The paper presents a novel framework named Semantic-Guided Triplet Co-training (SGTC) aimed at enhancing semi-supervised medical image segmentation, managing to bypass the costly and labor-intensive task of manual, slice-by-slice annotation of volumetric medical images. This is achieved by annotating only three orthogonal slices per volume, significantly reducing the annotation burden on radiologists while maintaining high segmentation performance. Given the scarcity of fully annotated medical image datasets, the SGTC framework offers a promising alternative by leveraging semantic guidance and a unique disparity training strategy to optimize the use of sparse annotations.

Framework and Innovation

The SGTC framework introduces two pivotal components:

1. Semantic-Guided Auxiliary Learning (SGAL) Mechanism: This component employs the pretrained CLIP model to extract semantic features via text representations that enhance the segmentation process. By integrating text-based representations into the segmentation pipeline, the model can generate higher-quality pseudo-labels, which are crucial for guiding the learning of unlabeled data. The semantic-aware aspects of this component directly address the common challenge of accurately discerning weak boundaries in medical images.
2. Triple-View Disparity Training (TVDT) Strategy: This training strategy capitalizes on disparity among three distinct sub-networks, each supervised by differently oriented slices (sagittal, coronal, axial). The sub-networks collaboratively improve segmentation accuracy by sharing complementary information gleaned from their respective views. Importantly, this configuration is anticipated to enhance the representation of 3D medical data distributions in a manner more aligned with real-world clinical scenarios, where exhaustive annotations are impractical.

Experimental Validation

The effectiveness of SGTC is substantiated through extensive experimentation conducted on three public medical imaging datasets: LA2018, KiTS19, and LiTS. Across these benchmarks, SGTC consistently surpasses recent state-of-the-art (SOTA) semi-supervised methods, particularly under the constraints of sparse annotation. On the LA2018 dataset, for instance, SGTC demonstrates a Dice coefficient improvement over SOTA methods, highlighting the framework's robust performance in enabling precise anatomical segmentation with minimal labeled data. Similarly, on KiTS19 and LiTS datasets, SGTC achieves superior segmentation metrics, underscoring the advantage of integrating semantic guidance and triplet co-training mechanisms.

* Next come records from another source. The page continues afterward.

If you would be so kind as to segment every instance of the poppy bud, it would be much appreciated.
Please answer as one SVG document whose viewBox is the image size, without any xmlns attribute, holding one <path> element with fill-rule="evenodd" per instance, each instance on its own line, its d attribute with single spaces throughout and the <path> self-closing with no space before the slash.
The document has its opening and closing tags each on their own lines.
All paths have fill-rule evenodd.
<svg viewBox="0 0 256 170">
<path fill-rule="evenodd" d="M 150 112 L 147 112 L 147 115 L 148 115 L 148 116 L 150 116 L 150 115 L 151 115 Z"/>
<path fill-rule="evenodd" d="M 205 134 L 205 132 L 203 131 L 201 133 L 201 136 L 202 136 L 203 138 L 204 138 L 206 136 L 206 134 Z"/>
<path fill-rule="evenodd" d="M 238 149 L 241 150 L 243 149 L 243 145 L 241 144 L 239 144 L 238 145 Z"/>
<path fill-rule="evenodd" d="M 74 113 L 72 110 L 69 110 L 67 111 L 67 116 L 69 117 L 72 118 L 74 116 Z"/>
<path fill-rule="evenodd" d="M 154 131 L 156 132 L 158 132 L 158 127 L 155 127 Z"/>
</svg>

Significance and Future Directions

By significantly reducing the need for extensive labeled datasets, the SGTC framework aligns with the practical demands of clinical environments, where time and resource constraints often limit data annotation. This approach not only enhances segmentation performance under limited supervision but also suggests a shift towards leveraging multimodal resources like language representations in medical imaging tasks.

Looking ahead, further exploration into the optimization of text prompts and their domain alignment with medical imaging is necessary to maximize the efficacy of semantic-guided segmentation. Additionally, the versatility of SGTC under varying medical image modalities and its scalability across other medical imaging tasks remain promising avenues for research, potentially extending the applicability and efficiency of semi-supervised learning frameworks in healthcare diagnostics.